First-order headwater streams may be quantitatively important in terrestrial carbon (C) cycling both because they account for a majority of channel length and they transfer soil-derived CO2 to the atmosphere. However, few studies have quantified CO2 dynamics near the headwater springs. Spatial trends in CO2 concentrations were examined for six headwaters in the upper piedmont of NW South Carolina. Three of the watersheds had 95-100% forest cover, while the other three watersheds had 0-30% forest cover and 60-80% low density residential cover. Between June and September 2008, we collected samples along high-resolution transects with total lengths of 240 to 1800 m. Conductivity, pH, dissolved oxygen, and temperature were measured at each location. Samples were analyzed for major ions and dissolved organic C. Bicarbonate concentrations were calculated using the Gran method. Carbonate species concentrations and pCO2 were calculated from carbonate equilibria equations using measured bicarbonate and in situ pH and temperature. Additionally, one transect of 16 samples was collected for stable C isotope analyses of total dissolved inorganic C (DIC).

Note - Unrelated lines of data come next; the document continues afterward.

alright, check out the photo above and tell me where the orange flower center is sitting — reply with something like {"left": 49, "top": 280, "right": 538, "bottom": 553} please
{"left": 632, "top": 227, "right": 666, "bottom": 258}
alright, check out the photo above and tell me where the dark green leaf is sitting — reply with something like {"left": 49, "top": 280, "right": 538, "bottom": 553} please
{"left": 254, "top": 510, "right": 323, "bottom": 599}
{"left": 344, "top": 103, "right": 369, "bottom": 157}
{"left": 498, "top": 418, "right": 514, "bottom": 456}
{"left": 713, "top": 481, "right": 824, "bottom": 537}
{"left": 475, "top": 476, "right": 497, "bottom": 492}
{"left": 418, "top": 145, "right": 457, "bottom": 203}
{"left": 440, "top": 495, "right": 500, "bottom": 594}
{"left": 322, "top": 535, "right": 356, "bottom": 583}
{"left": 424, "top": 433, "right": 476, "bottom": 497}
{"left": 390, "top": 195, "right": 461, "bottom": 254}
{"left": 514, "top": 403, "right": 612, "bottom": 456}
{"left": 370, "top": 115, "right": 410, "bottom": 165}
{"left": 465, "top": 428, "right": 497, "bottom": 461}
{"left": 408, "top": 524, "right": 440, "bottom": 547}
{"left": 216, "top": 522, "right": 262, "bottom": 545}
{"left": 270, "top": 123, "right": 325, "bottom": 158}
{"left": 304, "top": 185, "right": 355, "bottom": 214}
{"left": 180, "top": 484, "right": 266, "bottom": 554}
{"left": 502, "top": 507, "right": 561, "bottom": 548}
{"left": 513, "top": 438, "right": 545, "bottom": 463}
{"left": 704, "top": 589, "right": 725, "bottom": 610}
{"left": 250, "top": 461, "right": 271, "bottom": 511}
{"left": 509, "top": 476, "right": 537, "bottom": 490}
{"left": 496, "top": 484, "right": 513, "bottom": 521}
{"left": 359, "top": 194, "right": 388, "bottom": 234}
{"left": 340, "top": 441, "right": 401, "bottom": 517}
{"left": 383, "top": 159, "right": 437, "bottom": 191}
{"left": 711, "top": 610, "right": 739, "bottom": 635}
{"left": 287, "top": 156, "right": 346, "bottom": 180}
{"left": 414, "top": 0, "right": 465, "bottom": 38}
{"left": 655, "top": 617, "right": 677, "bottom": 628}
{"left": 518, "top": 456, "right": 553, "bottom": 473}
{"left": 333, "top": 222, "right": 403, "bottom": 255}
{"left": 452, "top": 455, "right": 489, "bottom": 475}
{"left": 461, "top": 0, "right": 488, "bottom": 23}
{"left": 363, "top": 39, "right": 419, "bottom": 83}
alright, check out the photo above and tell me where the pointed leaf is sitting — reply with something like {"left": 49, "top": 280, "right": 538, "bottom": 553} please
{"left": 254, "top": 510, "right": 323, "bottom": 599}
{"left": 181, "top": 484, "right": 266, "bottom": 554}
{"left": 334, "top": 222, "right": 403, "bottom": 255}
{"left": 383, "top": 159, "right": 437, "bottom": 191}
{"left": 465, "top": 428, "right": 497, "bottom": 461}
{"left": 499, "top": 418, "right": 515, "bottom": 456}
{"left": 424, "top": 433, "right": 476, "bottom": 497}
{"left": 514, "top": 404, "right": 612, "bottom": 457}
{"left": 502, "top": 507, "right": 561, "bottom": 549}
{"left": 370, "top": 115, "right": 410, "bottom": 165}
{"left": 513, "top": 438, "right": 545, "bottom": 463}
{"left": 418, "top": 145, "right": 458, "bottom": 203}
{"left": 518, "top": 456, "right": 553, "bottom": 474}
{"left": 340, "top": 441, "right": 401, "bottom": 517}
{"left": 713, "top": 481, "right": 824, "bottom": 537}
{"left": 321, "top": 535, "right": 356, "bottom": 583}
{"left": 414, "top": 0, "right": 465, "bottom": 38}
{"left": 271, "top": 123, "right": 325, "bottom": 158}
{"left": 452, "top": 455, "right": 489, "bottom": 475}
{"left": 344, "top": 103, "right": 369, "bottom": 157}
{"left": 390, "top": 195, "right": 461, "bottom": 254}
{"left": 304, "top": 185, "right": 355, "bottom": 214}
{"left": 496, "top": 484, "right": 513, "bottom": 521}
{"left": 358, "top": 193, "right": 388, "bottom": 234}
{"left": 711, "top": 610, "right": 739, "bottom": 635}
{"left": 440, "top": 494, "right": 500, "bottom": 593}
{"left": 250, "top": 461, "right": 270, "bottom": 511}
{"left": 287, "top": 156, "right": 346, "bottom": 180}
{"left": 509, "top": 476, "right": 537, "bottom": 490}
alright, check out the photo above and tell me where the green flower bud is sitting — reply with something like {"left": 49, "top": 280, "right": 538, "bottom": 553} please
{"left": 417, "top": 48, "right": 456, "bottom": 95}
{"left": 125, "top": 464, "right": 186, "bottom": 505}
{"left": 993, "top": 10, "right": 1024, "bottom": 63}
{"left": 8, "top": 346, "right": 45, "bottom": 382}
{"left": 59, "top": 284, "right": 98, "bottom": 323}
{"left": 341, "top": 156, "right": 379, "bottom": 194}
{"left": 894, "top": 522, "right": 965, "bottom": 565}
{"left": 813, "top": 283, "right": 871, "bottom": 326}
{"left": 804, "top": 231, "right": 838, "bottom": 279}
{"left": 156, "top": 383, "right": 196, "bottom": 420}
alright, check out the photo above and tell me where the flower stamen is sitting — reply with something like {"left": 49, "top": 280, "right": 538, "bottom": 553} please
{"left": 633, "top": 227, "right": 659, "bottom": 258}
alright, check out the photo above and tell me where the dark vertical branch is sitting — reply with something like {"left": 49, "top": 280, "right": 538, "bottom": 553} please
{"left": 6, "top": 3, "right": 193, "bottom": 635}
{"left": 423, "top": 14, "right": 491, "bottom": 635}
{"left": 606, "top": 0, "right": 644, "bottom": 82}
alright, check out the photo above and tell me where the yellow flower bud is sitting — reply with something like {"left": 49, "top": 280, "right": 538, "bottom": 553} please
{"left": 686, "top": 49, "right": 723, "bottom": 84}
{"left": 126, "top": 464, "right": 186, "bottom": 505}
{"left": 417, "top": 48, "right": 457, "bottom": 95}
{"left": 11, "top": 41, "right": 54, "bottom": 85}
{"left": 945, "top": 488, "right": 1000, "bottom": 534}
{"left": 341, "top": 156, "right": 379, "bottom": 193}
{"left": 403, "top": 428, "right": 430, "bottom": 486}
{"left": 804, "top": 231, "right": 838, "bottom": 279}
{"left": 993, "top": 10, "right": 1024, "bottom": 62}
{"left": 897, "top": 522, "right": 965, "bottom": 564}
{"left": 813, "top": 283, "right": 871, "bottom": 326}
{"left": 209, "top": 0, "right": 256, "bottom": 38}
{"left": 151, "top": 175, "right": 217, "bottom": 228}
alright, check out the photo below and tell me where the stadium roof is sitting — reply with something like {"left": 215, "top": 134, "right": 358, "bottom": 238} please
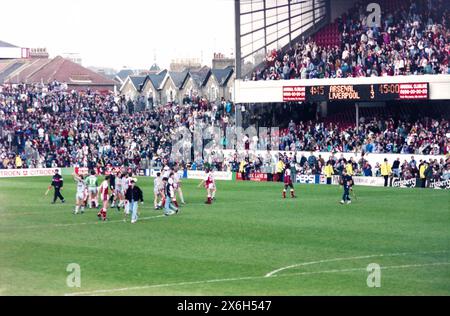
{"left": 1, "top": 58, "right": 51, "bottom": 83}
{"left": 0, "top": 40, "right": 19, "bottom": 48}
{"left": 0, "top": 61, "right": 26, "bottom": 83}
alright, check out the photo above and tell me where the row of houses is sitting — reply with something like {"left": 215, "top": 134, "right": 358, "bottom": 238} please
{"left": 120, "top": 65, "right": 235, "bottom": 106}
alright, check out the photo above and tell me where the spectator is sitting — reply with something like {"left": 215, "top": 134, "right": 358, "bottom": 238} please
{"left": 253, "top": 0, "right": 449, "bottom": 81}
{"left": 392, "top": 158, "right": 401, "bottom": 177}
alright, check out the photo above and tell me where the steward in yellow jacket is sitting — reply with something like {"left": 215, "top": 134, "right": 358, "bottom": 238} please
{"left": 380, "top": 159, "right": 392, "bottom": 187}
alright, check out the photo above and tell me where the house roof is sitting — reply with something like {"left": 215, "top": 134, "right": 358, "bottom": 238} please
{"left": 189, "top": 66, "right": 211, "bottom": 87}
{"left": 147, "top": 70, "right": 167, "bottom": 90}
{"left": 129, "top": 75, "right": 147, "bottom": 92}
{"left": 211, "top": 66, "right": 234, "bottom": 86}
{"left": 168, "top": 71, "right": 189, "bottom": 89}
{"left": 0, "top": 40, "right": 18, "bottom": 48}
{"left": 116, "top": 69, "right": 135, "bottom": 81}
{"left": 2, "top": 56, "right": 117, "bottom": 88}
{"left": 28, "top": 56, "right": 117, "bottom": 86}
{"left": 0, "top": 61, "right": 26, "bottom": 83}
{"left": 2, "top": 58, "right": 52, "bottom": 83}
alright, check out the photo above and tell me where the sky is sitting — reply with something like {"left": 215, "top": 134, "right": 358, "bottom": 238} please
{"left": 0, "top": 0, "right": 236, "bottom": 71}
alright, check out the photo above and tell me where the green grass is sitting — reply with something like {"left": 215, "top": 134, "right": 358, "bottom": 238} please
{"left": 0, "top": 176, "right": 449, "bottom": 296}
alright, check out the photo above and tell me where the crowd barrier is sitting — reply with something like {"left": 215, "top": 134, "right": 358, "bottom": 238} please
{"left": 235, "top": 171, "right": 449, "bottom": 190}
{"left": 1, "top": 167, "right": 447, "bottom": 189}
{"left": 139, "top": 169, "right": 234, "bottom": 181}
{"left": 0, "top": 167, "right": 62, "bottom": 178}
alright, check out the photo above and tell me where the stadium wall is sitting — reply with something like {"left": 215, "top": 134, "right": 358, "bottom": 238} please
{"left": 219, "top": 150, "right": 445, "bottom": 172}
{"left": 234, "top": 75, "right": 450, "bottom": 103}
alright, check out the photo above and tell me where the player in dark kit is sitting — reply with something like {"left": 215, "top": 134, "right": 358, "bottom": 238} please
{"left": 48, "top": 169, "right": 65, "bottom": 204}
{"left": 340, "top": 170, "right": 353, "bottom": 205}
{"left": 282, "top": 163, "right": 296, "bottom": 199}
{"left": 108, "top": 170, "right": 116, "bottom": 207}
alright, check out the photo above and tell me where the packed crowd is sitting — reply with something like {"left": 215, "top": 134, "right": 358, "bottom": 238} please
{"left": 277, "top": 117, "right": 450, "bottom": 155}
{"left": 1, "top": 81, "right": 448, "bottom": 182}
{"left": 251, "top": 0, "right": 449, "bottom": 80}
{"left": 0, "top": 82, "right": 235, "bottom": 170}
{"left": 284, "top": 152, "right": 450, "bottom": 181}
{"left": 203, "top": 149, "right": 450, "bottom": 182}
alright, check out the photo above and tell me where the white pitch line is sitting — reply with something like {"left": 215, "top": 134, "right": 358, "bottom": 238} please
{"left": 64, "top": 261, "right": 450, "bottom": 296}
{"left": 10, "top": 214, "right": 167, "bottom": 230}
{"left": 273, "top": 261, "right": 450, "bottom": 278}
{"left": 264, "top": 250, "right": 450, "bottom": 277}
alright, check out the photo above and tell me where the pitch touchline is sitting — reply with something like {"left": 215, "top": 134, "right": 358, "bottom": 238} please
{"left": 10, "top": 215, "right": 167, "bottom": 230}
{"left": 264, "top": 249, "right": 450, "bottom": 277}
{"left": 65, "top": 261, "right": 450, "bottom": 296}
{"left": 0, "top": 198, "right": 299, "bottom": 216}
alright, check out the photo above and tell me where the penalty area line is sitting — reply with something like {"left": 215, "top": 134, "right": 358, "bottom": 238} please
{"left": 64, "top": 261, "right": 450, "bottom": 296}
{"left": 264, "top": 250, "right": 450, "bottom": 277}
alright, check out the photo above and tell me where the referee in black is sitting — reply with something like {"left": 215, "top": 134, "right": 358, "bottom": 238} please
{"left": 50, "top": 169, "right": 65, "bottom": 204}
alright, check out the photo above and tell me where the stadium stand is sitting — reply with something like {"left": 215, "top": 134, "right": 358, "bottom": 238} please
{"left": 1, "top": 80, "right": 448, "bottom": 180}
{"left": 0, "top": 82, "right": 235, "bottom": 171}
{"left": 250, "top": 0, "right": 449, "bottom": 80}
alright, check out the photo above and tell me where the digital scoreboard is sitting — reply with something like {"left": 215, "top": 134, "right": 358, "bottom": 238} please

At all streams, the partial pressure of CO2 (pCO2) was highest at the source spring (141 to 3317 times atmospheric pCO2) and declined with distance downstream. The mean distance required for pCO2 to decline by 85% of its source value (zone of rapid decline, ZRD) was 36.7 m for the forest streams and 112 m for urban streams. For the isotope transect, δ13C increased from -19.3‰ at the source to -16.1‰ at 60 m (the end of the ZRD) suggesting degassing of CO2 and increasing contributions of bicarbonate to DIC. Concurrently, pH rose from 4.89 to 6.13, and pCO2 declined from 79,400 to 5,586 µatm. However, concentrations of bicarbonate, chloride, and sodium varied by less than 0.1%, 3.1%, and 5.2% respectively, suggesting that dilution was not a factor controlling pCO2 decline in the ZRD. This pattern was observed in the ZRD for all 6 streams. Isotopic data indicates soil respiration is the source of CO2 in these headwaters. Such rapid pCO2 declines suggest that the reaches near headwater springs are biogeochemical hotspots for CO2 degassing and may represent a large soil to atmosphere flux.